The penetration rate of equity investment to specialize in specialty needs to be improved
Although the probability of successful IPOs for specialty new giant companies is very high, venture capital institutions rarely appear in their shareholders list, and the aggregation effect is particularly obvious. The report shows that 2/3 institutions have invested in only one national "specialized new" giant company, with more than 10 investment in the number of investment, only 99, and the number of institutions involved in the first round of financing of enterprises. Most institutions are still trying to invest and withdraw from the national "specialized new" small giant enterprises. Between the equity investment institutions and the special specialized enterprise, there is no consensus on the results of investment.
The reason, Shen Zhiqun believes that on the one hand, there is a problem of asymmetric information between capital and projects, and the way of venture capital institutions and specialized new enterprises lack effective communication channels.
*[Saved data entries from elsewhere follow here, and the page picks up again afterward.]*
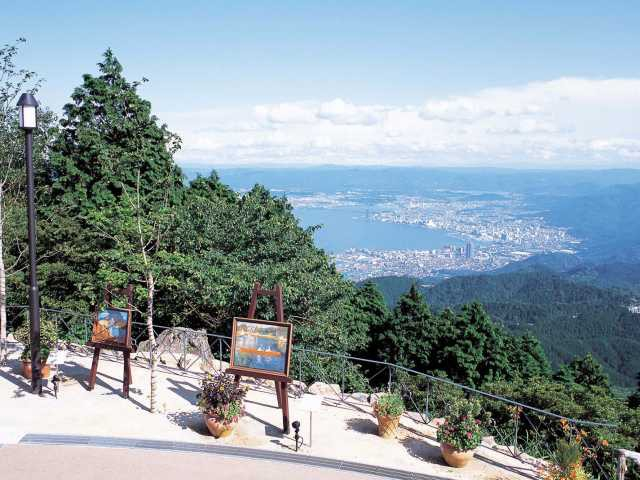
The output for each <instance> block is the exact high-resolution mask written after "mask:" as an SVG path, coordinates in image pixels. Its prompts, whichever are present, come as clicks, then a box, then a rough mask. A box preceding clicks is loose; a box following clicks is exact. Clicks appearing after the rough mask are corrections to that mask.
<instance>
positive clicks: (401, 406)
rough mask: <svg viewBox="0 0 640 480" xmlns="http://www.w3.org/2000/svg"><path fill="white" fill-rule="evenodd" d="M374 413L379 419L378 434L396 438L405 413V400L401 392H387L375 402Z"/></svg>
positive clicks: (378, 424) (378, 398)
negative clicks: (397, 392)
mask: <svg viewBox="0 0 640 480" xmlns="http://www.w3.org/2000/svg"><path fill="white" fill-rule="evenodd" d="M373 413H374V414H375V415H376V418H377V419H378V435H380V436H381V437H382V438H395V437H396V434H397V432H398V425H399V424H400V417H401V416H402V414H403V413H404V401H403V400H402V397H401V396H400V394H399V393H385V394H382V395H381V396H379V397H378V398H377V399H376V400H375V402H374V403H373Z"/></svg>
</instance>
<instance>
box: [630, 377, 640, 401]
mask: <svg viewBox="0 0 640 480" xmlns="http://www.w3.org/2000/svg"><path fill="white" fill-rule="evenodd" d="M636 380H638V389H637V390H636V391H635V392H634V393H632V394H631V395H630V396H629V399H628V400H627V404H628V405H629V408H640V372H638V374H637V375H636Z"/></svg>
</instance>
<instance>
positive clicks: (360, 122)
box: [316, 98, 383, 125]
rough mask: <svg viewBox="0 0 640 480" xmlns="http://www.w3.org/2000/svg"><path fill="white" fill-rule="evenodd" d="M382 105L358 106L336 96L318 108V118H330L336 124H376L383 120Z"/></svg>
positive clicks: (351, 124)
mask: <svg viewBox="0 0 640 480" xmlns="http://www.w3.org/2000/svg"><path fill="white" fill-rule="evenodd" d="M382 114H383V112H382V109H381V108H380V107H370V106H362V107H358V106H356V105H354V104H352V103H348V102H345V101H344V100H342V99H341V98H336V99H335V100H332V101H330V102H325V103H322V104H321V105H320V107H319V108H318V113H317V114H316V116H317V118H320V119H324V120H329V121H330V122H331V123H333V124H335V125H375V124H376V123H378V122H380V120H382Z"/></svg>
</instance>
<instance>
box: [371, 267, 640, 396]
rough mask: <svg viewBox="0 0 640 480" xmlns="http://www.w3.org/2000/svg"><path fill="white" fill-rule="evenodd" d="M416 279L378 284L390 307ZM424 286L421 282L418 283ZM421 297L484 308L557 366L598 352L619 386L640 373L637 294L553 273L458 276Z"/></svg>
mask: <svg viewBox="0 0 640 480" xmlns="http://www.w3.org/2000/svg"><path fill="white" fill-rule="evenodd" d="M412 281H413V279H408V278H394V277H384V278H380V279H374V282H375V283H376V284H377V285H378V286H379V287H380V289H381V291H382V292H383V294H384V295H385V300H386V302H387V303H388V304H389V305H392V304H394V303H395V302H396V301H397V298H398V297H396V296H395V295H396V292H397V291H398V290H399V289H402V288H404V287H406V285H407V283H411V282H412ZM418 284H419V285H420V284H421V282H418ZM420 290H421V292H422V293H423V294H424V295H425V298H426V300H427V303H428V304H429V305H430V306H431V307H432V308H433V309H435V310H441V309H443V308H445V307H452V308H460V306H461V305H464V304H468V303H470V302H473V301H478V302H480V303H482V304H483V305H484V306H485V308H486V309H487V312H488V313H489V315H490V316H491V318H492V319H493V320H494V321H495V322H497V323H499V324H501V325H504V326H505V328H507V329H508V330H509V331H511V332H513V333H517V334H522V333H524V332H531V333H533V334H534V335H535V336H536V337H537V338H539V339H540V341H541V343H542V345H543V347H544V349H545V352H546V353H547V355H548V356H549V359H550V361H551V363H552V365H553V366H556V367H557V366H558V365H560V364H561V363H565V362H568V361H570V360H571V358H573V357H575V356H579V355H583V354H584V353H585V352H592V353H593V354H594V356H595V357H596V358H598V360H599V361H600V362H602V363H603V365H604V366H605V369H606V371H607V373H609V375H610V376H611V378H612V380H613V381H614V383H616V384H619V385H625V386H631V385H633V383H634V381H635V380H634V378H635V374H636V372H637V371H638V370H640V354H639V353H638V352H640V315H638V314H633V313H631V312H630V311H629V310H628V306H629V305H630V303H631V302H632V295H631V294H630V293H627V292H625V291H622V290H619V289H605V288H599V287H594V286H592V285H588V284H585V283H579V282H574V281H571V280H568V279H567V278H565V277H563V276H560V275H559V274H556V273H553V272H550V271H549V270H546V269H543V270H532V271H523V272H514V273H503V274H494V275H475V276H461V277H454V278H451V279H448V280H445V281H442V282H440V283H438V284H436V285H435V286H433V287H428V286H425V285H424V283H423V282H422V286H420Z"/></svg>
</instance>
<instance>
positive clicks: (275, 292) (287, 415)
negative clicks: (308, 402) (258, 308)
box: [226, 282, 291, 434]
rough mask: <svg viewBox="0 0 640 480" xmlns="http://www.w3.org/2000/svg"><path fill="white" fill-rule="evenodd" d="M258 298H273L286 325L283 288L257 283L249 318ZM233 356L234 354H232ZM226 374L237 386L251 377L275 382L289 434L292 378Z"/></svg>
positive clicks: (275, 374) (285, 428)
mask: <svg viewBox="0 0 640 480" xmlns="http://www.w3.org/2000/svg"><path fill="white" fill-rule="evenodd" d="M258 297H272V298H273V300H274V303H275V306H276V320H277V321H278V322H282V323H284V322H285V320H284V308H283V305H282V287H281V286H280V285H276V286H275V288H274V289H273V290H265V289H263V288H262V285H261V284H260V282H256V283H255V285H254V286H253V292H252V293H251V302H250V303H249V312H248V313H247V318H251V319H254V318H255V315H256V307H257V306H258ZM232 354H233V353H232ZM226 373H230V374H233V375H235V381H236V384H239V383H240V379H241V377H242V376H251V377H253V378H261V379H264V380H273V382H274V383H275V387H276V398H277V399H278V408H280V409H282V431H283V432H284V433H285V434H288V433H289V431H290V429H289V395H288V387H289V383H291V378H290V377H288V376H285V375H276V374H274V373H268V372H251V373H247V372H246V371H244V370H241V369H235V368H227V370H226Z"/></svg>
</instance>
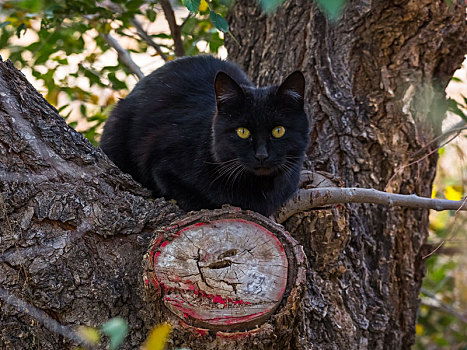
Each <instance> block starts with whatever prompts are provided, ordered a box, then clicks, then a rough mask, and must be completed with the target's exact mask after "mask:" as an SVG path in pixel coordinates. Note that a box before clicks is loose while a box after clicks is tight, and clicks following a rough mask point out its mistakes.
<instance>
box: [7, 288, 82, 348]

In addition, the equity investment industry still has venture capital institutions investment Insufficient ability, high project valuation and other issues.
Compared with the popular tracks that past venture capital agencies are concerned, new -class new enterprises do have some different characteristics. More than 60%of specialized new enterprises are manufacturing enterprises in industrial basic areas. These companies are not only The quantity is huge, and the distribution is relatively scattered at the same time. This requires the venture capital agency to make some changes in play.
In this regard, Yang Xiaomin, managing director of Tongchuang Weiye, believes that this requires the investment scope of the institution to cover enough. Investors must go from first -tier cities to third- and fourth -tier and even county -district levels, and they must be more grounded.